Microsoft has avoided paying billions of dollars in tax around the world while raking in money from lucrative government contracts, including here in Australia, thanks to a company structure that allows the tech giant to move profits out of countries with high corporate tax rates.
The revelation is detailed in Microsoft: Gaming Global Taxes, Winning Government Contracts, a new report from the Centre for International Corporate Tax Accountability and Research (CICTAR).
“By shifting profits from the countries where its workers live and where it genuinely operates, Microsoft starves the public sector of much needed revenue,” the report says.
“At the same time, Microsoft makes billions as a government contractor, with contracts at all levels of government and in virtually every country.
“Microsoft should act more transparently, and contribute its fair share, before it is allowed to profit further from government contracts.”
Microsoft minimises its tax obligations via an arcane company structure through which large swathes of its profits are moved out of countries like Australia and into countries with low corporate tax rates, like Ireland.
One way the tech giant moves money around is by charging itself licensing fees and routing the payments through subsidiaries such as Microsoft Global Finance, which is incorporated in Ireland and a tax resident of Bermuda.
Microsoft Global Finance has no employees but functions as an “In-House Cash Centre” to other parts of Microsoft, “supporting the settlement of inter-group balances”.
At one point Microsoft Global Finance was owed US$4.9 billion by other parts of the business and itself owed $105 billion to other Microsoft arms.

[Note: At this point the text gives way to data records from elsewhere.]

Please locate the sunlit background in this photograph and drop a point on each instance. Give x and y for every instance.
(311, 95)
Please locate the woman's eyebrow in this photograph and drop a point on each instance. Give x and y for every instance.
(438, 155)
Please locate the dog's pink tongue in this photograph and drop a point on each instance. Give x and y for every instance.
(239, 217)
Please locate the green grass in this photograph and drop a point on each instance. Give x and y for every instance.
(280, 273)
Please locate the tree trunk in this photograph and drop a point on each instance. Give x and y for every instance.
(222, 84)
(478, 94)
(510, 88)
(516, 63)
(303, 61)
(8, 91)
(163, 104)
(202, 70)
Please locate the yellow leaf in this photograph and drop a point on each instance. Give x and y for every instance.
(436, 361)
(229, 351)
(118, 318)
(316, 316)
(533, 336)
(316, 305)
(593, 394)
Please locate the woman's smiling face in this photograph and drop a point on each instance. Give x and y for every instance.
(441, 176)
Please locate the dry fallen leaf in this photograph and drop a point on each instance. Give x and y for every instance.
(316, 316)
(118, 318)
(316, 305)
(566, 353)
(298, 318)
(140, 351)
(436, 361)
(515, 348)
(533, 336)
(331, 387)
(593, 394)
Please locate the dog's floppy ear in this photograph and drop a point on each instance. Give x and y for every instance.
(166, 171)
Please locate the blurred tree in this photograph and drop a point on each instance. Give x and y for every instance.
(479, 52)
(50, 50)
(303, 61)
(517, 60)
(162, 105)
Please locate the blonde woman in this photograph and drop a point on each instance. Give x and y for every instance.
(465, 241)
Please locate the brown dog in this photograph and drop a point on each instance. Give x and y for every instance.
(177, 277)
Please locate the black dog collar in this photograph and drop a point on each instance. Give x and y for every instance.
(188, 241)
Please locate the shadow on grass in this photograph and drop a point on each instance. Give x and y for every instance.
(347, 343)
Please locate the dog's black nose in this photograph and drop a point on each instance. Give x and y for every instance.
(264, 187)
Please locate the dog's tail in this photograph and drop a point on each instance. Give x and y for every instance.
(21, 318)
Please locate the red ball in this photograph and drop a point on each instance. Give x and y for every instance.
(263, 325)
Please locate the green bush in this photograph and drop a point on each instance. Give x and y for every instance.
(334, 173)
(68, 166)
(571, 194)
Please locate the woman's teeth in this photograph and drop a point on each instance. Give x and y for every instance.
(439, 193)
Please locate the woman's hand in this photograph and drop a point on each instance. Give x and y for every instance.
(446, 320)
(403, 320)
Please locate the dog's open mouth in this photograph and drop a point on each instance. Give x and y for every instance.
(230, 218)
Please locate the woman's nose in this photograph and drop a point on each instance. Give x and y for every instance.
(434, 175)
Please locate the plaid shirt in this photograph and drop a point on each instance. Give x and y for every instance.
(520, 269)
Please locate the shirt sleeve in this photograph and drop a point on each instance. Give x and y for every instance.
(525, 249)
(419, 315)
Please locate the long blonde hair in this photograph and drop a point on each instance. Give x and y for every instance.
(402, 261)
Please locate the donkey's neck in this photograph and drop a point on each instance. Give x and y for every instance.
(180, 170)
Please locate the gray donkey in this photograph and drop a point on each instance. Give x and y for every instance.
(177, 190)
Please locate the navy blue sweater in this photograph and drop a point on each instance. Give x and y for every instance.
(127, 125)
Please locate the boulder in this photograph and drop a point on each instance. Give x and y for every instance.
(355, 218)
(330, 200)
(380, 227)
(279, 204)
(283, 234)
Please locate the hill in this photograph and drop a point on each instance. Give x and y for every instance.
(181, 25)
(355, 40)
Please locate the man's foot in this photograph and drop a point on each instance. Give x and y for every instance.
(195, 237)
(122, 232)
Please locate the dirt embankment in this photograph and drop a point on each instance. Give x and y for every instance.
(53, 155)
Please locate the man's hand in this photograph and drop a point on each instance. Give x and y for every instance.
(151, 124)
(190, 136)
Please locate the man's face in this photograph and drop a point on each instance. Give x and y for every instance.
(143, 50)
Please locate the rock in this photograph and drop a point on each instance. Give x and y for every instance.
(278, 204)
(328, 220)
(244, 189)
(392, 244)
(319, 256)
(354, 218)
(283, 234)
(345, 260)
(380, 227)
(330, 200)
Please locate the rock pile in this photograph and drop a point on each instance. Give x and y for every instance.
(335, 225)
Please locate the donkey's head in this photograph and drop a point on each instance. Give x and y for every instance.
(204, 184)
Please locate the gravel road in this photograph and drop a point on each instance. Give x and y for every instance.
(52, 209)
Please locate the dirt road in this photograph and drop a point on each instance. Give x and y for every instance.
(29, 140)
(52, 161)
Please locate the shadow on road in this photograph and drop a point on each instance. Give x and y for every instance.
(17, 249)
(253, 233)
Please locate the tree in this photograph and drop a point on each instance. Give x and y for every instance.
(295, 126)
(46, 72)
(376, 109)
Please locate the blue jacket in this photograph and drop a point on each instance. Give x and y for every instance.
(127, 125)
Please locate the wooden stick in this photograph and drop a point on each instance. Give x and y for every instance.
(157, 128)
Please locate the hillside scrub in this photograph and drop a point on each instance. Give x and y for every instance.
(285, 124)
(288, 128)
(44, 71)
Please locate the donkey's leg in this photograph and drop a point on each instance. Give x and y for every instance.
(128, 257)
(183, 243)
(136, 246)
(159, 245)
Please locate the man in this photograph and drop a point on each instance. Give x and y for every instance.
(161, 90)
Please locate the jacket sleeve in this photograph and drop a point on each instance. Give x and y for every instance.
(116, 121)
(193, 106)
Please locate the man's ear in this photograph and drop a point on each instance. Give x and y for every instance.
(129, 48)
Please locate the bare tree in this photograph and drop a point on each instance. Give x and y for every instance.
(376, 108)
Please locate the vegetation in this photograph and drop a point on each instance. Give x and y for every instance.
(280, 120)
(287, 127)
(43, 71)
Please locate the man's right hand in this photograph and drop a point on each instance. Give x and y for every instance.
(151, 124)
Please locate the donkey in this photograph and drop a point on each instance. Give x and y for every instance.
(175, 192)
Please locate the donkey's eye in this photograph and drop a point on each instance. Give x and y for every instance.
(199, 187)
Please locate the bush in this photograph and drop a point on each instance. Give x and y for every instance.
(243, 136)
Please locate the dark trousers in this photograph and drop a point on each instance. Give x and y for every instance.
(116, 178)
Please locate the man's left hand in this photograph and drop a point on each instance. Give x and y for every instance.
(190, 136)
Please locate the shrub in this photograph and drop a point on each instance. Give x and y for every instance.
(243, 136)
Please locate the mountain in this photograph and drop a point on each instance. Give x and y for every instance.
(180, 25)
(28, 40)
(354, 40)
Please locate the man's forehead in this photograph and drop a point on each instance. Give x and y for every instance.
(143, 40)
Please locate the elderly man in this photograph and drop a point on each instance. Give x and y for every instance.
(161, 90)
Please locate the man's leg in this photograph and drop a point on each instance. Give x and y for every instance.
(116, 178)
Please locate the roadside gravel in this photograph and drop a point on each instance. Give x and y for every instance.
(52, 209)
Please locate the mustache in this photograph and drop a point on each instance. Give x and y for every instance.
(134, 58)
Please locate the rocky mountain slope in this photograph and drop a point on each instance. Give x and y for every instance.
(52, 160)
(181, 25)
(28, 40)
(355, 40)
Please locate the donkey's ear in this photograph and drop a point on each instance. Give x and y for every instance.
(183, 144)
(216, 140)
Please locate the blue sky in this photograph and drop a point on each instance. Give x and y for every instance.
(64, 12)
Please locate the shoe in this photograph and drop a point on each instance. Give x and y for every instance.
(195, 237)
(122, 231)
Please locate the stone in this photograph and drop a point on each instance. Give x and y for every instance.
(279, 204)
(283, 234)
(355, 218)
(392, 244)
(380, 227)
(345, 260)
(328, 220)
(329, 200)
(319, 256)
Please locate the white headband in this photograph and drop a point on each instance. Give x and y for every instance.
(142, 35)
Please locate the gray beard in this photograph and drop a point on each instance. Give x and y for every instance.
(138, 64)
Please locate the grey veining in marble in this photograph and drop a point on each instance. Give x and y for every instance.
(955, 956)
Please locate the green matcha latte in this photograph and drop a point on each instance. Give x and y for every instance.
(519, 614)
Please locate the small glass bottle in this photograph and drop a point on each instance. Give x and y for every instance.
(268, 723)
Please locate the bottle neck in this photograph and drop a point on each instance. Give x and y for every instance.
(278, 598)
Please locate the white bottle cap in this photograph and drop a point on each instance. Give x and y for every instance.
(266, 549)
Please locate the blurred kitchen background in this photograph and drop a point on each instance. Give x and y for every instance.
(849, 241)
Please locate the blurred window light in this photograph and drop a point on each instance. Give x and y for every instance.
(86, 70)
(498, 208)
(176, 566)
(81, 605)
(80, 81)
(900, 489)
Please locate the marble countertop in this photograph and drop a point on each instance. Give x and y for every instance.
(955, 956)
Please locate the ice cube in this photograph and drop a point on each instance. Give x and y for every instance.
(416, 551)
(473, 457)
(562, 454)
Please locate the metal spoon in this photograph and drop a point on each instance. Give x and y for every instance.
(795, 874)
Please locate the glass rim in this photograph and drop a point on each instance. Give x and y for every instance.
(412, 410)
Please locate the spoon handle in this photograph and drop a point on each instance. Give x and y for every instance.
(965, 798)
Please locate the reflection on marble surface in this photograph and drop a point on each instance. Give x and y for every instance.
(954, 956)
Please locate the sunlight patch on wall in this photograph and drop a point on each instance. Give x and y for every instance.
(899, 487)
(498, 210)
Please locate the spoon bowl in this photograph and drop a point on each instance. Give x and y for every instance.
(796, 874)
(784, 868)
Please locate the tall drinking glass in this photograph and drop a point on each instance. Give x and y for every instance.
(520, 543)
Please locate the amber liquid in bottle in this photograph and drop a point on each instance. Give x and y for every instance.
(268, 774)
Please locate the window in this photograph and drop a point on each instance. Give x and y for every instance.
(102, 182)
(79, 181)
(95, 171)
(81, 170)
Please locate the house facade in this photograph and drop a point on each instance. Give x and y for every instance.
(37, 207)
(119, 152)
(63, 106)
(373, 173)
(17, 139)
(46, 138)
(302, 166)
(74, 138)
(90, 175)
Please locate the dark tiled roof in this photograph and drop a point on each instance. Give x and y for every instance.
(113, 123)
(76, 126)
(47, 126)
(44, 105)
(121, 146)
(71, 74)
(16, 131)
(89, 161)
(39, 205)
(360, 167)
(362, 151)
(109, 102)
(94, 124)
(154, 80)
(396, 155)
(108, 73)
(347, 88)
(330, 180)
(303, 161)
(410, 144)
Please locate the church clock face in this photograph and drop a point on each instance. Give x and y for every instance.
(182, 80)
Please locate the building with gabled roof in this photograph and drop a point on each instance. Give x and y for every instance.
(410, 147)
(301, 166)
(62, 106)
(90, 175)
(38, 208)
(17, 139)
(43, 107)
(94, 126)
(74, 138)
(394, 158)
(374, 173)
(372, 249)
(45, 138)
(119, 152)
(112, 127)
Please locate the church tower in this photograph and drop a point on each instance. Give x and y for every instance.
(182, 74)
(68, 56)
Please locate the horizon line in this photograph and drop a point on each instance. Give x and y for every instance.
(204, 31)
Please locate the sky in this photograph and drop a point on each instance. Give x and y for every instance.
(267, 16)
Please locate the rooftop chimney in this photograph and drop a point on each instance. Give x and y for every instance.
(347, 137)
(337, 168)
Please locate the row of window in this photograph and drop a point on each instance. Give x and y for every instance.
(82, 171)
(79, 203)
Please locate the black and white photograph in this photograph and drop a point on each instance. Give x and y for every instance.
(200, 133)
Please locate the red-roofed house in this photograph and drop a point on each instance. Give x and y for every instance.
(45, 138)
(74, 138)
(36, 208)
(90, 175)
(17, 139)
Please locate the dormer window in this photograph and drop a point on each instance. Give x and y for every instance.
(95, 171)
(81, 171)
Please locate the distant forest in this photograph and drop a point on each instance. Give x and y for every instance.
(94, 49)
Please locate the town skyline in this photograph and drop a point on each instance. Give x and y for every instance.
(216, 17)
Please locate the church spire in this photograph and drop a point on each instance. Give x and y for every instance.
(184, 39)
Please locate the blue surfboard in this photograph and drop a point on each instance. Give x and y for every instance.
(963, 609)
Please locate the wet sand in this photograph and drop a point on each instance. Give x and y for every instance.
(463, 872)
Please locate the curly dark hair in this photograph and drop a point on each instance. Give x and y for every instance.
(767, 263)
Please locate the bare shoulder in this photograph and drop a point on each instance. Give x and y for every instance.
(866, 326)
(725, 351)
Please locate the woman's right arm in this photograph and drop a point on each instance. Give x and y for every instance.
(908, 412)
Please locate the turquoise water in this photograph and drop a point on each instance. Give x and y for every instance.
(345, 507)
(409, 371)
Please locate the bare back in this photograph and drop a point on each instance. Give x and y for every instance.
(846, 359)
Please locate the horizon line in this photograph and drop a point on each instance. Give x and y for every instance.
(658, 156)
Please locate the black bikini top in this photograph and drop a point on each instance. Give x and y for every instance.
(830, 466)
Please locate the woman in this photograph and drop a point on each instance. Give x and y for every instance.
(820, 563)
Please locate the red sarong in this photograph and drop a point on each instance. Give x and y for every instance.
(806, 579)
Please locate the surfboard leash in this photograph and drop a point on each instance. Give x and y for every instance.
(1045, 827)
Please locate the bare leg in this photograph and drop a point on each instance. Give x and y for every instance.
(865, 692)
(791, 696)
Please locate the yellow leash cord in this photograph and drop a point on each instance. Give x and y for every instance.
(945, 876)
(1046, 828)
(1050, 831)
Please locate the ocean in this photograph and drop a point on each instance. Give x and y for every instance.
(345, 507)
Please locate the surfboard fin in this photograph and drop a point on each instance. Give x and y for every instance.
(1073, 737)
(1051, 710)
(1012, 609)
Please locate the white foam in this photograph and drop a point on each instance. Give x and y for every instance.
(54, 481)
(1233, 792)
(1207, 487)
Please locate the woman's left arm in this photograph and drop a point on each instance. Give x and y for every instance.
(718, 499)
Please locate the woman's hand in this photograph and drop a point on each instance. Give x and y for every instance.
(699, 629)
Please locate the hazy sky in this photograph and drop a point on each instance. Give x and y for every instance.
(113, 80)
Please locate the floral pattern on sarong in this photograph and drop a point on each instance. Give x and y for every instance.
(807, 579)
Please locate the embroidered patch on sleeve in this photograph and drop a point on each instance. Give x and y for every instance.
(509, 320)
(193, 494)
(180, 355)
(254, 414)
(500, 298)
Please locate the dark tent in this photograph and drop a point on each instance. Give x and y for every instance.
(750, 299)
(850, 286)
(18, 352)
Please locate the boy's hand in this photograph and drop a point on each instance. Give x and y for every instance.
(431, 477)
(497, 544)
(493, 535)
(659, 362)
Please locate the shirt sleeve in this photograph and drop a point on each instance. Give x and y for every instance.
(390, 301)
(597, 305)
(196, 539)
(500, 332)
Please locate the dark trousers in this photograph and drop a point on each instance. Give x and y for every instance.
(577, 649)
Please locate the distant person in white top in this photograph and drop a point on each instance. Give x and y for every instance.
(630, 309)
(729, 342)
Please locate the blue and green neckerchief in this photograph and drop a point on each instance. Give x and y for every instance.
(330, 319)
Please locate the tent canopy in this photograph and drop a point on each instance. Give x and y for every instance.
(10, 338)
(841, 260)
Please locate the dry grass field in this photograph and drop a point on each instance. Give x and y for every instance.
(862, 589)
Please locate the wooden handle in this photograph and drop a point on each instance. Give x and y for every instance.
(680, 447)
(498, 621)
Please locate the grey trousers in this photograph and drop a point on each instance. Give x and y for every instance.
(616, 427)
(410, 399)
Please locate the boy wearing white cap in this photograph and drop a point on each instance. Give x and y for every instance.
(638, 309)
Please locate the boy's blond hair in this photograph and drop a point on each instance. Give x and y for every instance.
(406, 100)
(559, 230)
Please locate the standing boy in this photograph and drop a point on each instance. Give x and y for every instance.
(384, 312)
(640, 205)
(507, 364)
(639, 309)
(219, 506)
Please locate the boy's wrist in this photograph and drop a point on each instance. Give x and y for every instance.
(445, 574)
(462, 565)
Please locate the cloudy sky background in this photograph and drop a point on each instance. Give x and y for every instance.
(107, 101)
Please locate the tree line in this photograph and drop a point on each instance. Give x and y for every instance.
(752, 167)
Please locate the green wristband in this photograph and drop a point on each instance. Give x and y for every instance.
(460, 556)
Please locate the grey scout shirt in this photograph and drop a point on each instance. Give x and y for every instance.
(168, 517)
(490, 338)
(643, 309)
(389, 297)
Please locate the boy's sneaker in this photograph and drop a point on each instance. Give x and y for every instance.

Shuffling Australian cash around
In Australia, Microsoft Pty Ltd is primarily owned by Microsoft Ireland Research whose main revenue source – around US$33.5 billion in 2020, according to CICTAR – is royalties.
For the 2021 financial year, Australian Microsoft Pty Ltd said it earned $5 billion in revenue, of which $231 million was profit. Out of that $231 million, it paid $91 million in tax.
That same year, Microsoft Pty Ltd purchased $3.4 billion from “related parties” – that is, essentially, from Microsoft.
These related party transactions include interest payments, licensing fees, and commission payments.
Last year those transactions ate up about 70 per cent of Microsoft’s Australian revenue and, as a result, Microsoft Pty Ltd reported a profit margin of just 4.5 per cent – far below its global profit margin of 42.3 per cent.
Similar accounting magic happened in the UK and New Zealand where Microsoft’s local subsidiaries report far lower profit margins than they do globally – this is despite winning tens or hundreds of millions of dollars in government contracts.
“Are Microsoft’s operations in these countries only engaged in low margin operations or dramatically underperforming?” CICTAR asks.
“Or does Microsoft use its vast international network of subsidiaries to ensure its profits are booked in low-tax or no tax jurisdictions?”
A Microsoft spokesperson said the company is “fully compliant with all local laws and regulations in every country in which we operate”.
“We serve customers in countries all over the world and our tax structure reflects that global footprint,” they said.